Remise des Prix du Duc d’Édimbourg

Ce contenu est archivé.

Winnipeg, le jeudi 20 octobre 2011

 

Je suis ravi d’être ici aujourd’hui pour cette remise des Prix du Duc d’Édimbourg.  

Au cours de l’année, j’ai eu le privilège de rencontrer des centaines de jeunes récipiendaires de ces prix dans diverses villes du Canada. J’ai été inspiré, en tant que gouverneur général, par leurs réalisations et par leurs rêves dont ils m’ont fait part. Ils m’ont rappelé que le pays que nous désirons est un but à atteindre et non un acquis.

Vous êtes un groupe de leaders spéciaux, car vous donnez le ton; vous créez la norme en matière de leadership, en faisant votre part pour votre collectivité.
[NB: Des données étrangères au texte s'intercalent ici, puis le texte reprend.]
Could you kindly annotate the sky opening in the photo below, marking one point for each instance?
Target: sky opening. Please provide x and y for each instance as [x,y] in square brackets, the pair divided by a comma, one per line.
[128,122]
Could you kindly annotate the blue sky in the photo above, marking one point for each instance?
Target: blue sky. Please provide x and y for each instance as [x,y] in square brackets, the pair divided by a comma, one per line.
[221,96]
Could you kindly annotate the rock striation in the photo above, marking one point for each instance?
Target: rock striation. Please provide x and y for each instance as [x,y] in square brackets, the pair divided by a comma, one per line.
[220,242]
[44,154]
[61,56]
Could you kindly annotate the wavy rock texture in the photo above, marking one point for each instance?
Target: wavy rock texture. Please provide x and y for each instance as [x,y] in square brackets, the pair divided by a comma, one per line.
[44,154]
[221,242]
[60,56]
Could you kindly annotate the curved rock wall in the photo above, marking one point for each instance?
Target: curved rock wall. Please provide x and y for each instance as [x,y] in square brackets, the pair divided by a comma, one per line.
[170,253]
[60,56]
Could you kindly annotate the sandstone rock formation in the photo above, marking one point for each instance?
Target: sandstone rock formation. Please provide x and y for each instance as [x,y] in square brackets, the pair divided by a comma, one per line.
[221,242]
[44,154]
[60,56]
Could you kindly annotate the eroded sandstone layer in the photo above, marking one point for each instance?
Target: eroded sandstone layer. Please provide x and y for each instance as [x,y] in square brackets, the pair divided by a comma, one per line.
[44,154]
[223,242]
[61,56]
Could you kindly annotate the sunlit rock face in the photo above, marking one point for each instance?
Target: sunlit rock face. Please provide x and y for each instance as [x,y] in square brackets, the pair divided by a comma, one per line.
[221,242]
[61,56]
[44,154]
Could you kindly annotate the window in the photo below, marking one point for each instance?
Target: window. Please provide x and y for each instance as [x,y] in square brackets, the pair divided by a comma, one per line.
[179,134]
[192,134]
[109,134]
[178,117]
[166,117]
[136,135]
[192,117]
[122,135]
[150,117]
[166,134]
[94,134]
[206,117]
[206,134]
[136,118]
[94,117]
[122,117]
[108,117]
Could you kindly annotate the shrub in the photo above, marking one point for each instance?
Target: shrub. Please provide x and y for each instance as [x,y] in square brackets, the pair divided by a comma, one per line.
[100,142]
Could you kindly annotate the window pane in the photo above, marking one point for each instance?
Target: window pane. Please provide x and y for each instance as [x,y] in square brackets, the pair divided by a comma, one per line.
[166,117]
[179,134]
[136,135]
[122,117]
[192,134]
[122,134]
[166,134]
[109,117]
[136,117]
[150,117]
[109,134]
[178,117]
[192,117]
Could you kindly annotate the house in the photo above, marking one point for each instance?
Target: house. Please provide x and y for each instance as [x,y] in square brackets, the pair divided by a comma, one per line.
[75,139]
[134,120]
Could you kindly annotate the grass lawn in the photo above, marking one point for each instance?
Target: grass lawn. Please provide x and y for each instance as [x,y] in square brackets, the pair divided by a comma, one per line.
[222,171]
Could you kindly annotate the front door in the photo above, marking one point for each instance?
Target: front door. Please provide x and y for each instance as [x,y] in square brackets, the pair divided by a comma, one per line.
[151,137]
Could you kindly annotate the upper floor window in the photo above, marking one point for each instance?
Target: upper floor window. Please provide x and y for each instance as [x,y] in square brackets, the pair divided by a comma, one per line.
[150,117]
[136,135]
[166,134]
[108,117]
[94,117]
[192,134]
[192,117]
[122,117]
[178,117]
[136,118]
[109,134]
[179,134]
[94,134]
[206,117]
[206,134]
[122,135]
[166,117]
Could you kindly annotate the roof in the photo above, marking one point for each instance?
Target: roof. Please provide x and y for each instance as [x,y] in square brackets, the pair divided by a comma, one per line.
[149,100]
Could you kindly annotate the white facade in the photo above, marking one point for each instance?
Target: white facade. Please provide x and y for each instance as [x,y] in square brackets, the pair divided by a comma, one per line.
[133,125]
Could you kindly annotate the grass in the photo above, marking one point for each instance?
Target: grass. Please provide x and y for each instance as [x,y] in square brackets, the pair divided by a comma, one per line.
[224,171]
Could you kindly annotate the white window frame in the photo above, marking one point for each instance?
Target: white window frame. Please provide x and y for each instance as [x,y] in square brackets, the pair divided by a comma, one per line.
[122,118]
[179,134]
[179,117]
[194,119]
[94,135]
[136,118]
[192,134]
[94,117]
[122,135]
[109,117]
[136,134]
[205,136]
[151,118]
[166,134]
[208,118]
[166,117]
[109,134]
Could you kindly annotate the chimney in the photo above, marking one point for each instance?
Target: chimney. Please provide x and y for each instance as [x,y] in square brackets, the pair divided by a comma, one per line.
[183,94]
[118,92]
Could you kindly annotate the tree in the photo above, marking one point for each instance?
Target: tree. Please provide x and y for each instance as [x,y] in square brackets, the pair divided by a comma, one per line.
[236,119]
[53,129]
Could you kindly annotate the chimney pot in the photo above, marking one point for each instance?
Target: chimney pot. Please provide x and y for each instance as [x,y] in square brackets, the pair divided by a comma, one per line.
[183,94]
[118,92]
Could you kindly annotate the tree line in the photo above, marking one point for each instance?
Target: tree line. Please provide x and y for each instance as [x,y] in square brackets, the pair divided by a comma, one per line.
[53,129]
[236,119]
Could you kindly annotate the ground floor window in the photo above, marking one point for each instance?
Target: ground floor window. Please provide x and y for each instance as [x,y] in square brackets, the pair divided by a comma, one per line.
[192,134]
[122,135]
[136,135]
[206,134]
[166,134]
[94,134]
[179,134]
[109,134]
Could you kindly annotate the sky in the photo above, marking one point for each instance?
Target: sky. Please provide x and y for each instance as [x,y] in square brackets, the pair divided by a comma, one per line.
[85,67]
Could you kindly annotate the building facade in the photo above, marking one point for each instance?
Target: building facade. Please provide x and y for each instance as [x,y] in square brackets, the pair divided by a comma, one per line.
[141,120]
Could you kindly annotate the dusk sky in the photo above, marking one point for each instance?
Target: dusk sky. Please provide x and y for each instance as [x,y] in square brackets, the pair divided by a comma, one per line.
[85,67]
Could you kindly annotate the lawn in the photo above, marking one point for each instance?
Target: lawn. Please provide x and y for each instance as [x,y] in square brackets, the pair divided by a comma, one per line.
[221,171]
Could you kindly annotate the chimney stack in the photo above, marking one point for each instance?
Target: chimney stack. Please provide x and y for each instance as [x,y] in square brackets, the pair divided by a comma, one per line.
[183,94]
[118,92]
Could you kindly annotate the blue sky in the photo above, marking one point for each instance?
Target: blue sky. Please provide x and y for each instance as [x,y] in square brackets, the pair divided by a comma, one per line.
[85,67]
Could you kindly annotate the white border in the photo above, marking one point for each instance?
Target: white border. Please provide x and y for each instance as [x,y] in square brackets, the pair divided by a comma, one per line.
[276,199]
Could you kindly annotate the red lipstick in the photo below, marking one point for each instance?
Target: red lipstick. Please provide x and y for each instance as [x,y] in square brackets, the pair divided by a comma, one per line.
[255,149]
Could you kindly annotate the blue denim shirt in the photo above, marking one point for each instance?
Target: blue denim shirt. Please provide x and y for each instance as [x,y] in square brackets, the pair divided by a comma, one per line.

« Il ne faut pas demander ce que notre pays peut faire pour vous
Il faut nous demander ce que nous pouvons faire pour notre pays. »

Que pouvez-vous faire pour établir cette norme? Eh bien, voilà :

En 2017, nous célébrerons notre 150e anniversaire en tant que nation canadienne. Dans la perspective de cet événement important, je vous invite à imaginer le genre de pays dans lequel vous souhaitez vivre.

Notre confédération d’un genre unique est l’aboutissement de nombreuses années de planification et d’une étude approfondie de la véritable nature de la société canadienne. Ce fut en outre une occasion pour nos ancêtres de rêver de l’avenir. 

J’estime que pour nous maintenant, ce 150e anniversaire est l’occasion idéale d’imaginer et de planifier l’avenir.

Vous direz peut-être, « Le leadership que je peux offrir n’est pas à la hauteur – ce n’est qu’une goutte dans l’océan. »

Permettez-moi alors de vous raconter mon histoire préférée de « goutte dans l’océan ».

Il y a une vingtaine d’années, mère Térésa est venue à Montréal pour donner une conférence. L’une de nos voisines, émue par le travail de mère Térésa auprès des pauvres de Calcutta lui a demandé comment elle pourrait venir en aide. Mère Térésa lui a répondu ceci : « Vous n’avez qu’à regarder autour de vous. Dans votre quartier, il y a une famille qui a besoin de vos soins et de votre amour. »

Peu de temps après, j’ai lu un article où l’œuvre de mère Térésa était critiquée. Le refuge qu’elle avait établi à Calcutta accueillait 200 personnes démunies dans une ville qui compte des millions de pauvres vivant dans les conditions les plus misérables qui soient. Son travail était décrit comme étant une petite goutte dans l’océan.  

Or, quelques semaines plus tard, je me suis rendu compte du point faible de cette critique. L’auteur voyait l’œuvre de mère Térésa du point de vue de la physique plutôt que du point de vue de la chimie.

En effet, par sa compassion, mère Térésa transformait la vie des gens autour d’elle. À leur tour, ces personnes allaient pouvoir transformer les choses pour le mieux. C’est ainsi que se transforment des collectivités et des sociétés tout entières, une bonne action à la fois.

Avant de terminer, j’aimerais vous citer deux lignes de mon poème favori de George Bernard Shaw, « Certains regardent les choses comme elles sont et demandent ‘Pourquoi?’. Nous rêvons de choses comme elles devraient être, et demandons ‘Pourquoi pas?’ ».